The kid tries to hide his excitement when I return to the store. He has the comics stacked on the counter in various piles. His T-shirt has a picture of a fist on it and the name of a band. I thought metal died out years ago.

“I can give you six hundred dollars for everything,” he says. “There’s good stuff here.”

“Like what, for instance?”

He points. “ Amazing Spider-Man 129. The Punisher’s first appearance. It’s near mint, so we’ll go one hundred.”

I pick it up, thumb through it. One hundred dollars! My lucky charm. “I’ll hang on to this one,” I say. “The rest are yours.”

I stop by Paul’s place and give him the money. He agrees to float me a loan for the three hundred more it’ll take to buy the car. Maybe we could have been friends, if we hadn’t been brothers. I hug him when I leave, just to watch him flinch.

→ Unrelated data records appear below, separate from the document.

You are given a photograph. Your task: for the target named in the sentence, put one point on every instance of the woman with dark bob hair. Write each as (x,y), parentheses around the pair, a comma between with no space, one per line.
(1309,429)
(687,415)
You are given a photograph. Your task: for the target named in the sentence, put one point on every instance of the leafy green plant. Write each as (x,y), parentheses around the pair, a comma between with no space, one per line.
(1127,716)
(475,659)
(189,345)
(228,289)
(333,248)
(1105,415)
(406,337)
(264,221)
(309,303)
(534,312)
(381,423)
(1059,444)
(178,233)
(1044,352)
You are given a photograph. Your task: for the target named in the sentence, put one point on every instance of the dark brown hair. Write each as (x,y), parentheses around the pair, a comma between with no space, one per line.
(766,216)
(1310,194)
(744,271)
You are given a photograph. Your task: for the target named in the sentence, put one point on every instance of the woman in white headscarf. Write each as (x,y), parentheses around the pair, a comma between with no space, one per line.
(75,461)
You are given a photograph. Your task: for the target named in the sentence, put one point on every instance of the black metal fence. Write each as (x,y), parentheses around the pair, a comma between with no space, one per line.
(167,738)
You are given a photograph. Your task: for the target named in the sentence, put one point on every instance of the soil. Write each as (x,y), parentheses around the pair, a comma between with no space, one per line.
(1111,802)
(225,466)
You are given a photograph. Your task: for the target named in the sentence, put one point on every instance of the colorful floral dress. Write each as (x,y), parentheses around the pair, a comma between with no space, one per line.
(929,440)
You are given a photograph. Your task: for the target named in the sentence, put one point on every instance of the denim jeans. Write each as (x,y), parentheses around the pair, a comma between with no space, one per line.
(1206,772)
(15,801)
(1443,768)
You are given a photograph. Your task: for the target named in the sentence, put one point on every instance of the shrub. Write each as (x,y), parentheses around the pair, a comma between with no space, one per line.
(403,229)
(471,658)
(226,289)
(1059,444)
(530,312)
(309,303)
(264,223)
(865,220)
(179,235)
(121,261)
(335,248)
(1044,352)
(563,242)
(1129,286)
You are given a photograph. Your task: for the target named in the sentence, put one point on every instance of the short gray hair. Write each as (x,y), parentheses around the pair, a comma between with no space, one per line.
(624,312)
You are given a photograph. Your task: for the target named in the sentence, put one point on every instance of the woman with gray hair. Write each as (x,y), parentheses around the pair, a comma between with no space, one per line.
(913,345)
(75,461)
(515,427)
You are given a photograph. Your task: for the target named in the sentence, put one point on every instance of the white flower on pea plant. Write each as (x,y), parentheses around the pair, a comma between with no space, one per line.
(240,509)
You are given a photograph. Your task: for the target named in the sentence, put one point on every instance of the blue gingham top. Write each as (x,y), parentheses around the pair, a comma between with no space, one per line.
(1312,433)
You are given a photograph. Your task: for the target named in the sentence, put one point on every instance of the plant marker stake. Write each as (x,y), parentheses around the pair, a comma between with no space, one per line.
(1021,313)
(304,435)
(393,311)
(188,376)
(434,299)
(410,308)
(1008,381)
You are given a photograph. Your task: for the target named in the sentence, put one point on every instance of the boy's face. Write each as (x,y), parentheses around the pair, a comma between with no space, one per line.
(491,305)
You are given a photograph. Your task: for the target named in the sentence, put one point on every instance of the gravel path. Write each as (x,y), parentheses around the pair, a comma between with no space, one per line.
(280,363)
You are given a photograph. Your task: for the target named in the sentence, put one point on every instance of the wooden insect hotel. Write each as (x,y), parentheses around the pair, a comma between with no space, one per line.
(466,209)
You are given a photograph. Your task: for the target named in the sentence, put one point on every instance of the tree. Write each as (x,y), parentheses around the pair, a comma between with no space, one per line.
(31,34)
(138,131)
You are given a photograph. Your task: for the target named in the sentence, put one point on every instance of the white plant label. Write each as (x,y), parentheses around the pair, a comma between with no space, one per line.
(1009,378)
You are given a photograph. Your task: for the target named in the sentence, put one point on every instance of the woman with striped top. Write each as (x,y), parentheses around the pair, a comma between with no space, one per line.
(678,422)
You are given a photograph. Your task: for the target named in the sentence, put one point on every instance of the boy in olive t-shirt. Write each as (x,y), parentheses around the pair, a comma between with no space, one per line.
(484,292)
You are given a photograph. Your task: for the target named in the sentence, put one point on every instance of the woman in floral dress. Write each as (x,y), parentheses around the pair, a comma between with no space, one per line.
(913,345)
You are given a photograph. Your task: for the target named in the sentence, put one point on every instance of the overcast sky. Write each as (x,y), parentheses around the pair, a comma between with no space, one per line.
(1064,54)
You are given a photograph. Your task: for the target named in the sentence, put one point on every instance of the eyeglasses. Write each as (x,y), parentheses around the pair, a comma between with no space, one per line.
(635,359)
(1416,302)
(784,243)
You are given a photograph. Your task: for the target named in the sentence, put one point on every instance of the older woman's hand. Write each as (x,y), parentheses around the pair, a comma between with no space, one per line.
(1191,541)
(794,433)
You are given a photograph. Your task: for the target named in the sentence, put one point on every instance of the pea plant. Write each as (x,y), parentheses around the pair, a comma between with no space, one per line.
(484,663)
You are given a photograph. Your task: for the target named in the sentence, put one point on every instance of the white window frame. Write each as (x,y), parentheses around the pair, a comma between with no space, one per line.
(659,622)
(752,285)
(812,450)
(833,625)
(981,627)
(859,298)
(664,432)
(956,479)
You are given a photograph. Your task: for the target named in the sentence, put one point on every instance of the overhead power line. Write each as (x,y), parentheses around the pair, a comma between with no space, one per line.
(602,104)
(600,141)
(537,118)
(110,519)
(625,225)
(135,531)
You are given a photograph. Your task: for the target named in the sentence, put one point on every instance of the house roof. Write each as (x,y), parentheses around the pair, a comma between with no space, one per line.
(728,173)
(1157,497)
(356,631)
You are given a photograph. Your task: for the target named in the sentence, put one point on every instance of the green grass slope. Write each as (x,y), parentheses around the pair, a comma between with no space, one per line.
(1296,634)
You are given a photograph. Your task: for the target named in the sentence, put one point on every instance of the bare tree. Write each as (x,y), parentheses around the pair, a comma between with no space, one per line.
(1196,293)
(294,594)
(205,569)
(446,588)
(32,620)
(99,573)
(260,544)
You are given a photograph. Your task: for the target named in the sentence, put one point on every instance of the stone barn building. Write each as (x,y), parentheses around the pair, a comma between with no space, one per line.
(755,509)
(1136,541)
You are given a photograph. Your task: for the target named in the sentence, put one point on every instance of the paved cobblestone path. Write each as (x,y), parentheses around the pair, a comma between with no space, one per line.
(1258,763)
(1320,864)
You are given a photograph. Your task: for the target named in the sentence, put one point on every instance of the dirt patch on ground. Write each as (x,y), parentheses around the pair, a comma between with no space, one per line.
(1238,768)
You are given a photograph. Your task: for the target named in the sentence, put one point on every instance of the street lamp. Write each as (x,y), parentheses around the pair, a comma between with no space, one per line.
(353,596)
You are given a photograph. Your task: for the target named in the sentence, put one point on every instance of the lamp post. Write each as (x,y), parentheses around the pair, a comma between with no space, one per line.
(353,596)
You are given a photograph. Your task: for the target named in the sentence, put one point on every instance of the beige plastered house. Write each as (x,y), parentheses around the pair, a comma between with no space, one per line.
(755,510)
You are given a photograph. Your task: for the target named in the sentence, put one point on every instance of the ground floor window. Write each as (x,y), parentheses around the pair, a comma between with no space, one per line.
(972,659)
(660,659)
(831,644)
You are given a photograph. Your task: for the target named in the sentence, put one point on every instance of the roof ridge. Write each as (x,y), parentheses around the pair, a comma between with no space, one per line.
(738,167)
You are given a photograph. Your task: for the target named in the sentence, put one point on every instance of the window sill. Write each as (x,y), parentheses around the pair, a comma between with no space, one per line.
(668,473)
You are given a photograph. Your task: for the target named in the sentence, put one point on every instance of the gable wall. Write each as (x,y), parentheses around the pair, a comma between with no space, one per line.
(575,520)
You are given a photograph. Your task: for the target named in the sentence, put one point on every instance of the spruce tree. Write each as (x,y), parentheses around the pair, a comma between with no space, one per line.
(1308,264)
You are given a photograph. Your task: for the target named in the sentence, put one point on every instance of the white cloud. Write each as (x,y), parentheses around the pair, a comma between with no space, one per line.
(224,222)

WE HAVE A party to celebrate the new bathroom. Mom makes cupcakes for it. Boots stops by, but Paul and Kelly have other plans. The fixtures sparkle, the tile shines. Boots wants to know how much I’d charge to remodel her kitchen. We drink hot chocolate and play hearts. Mom loves cards. Poker, canasta, bridge. “It takes a certain kind of mind,” she says. I don’t have it. I lose every time.

The storm they’ve been talking about for days is fast approaching. A black roil of clouds bears down on us, and the trees twist in the wind, as if they want to run away. Boots cuts the game short. She doesn’t like to drive in the rain. Mom and I step out onto the porch to wave. The first fat drops whisper in the grass.

We get ready for the news, Mom in her recliner, me on the couch. Her constant sniping is getting on my nerves — the dead girl was stupid for hitchhiking; the corrupt politician looks like a rat fink. I go into the kitchen for a glass of Pepsi.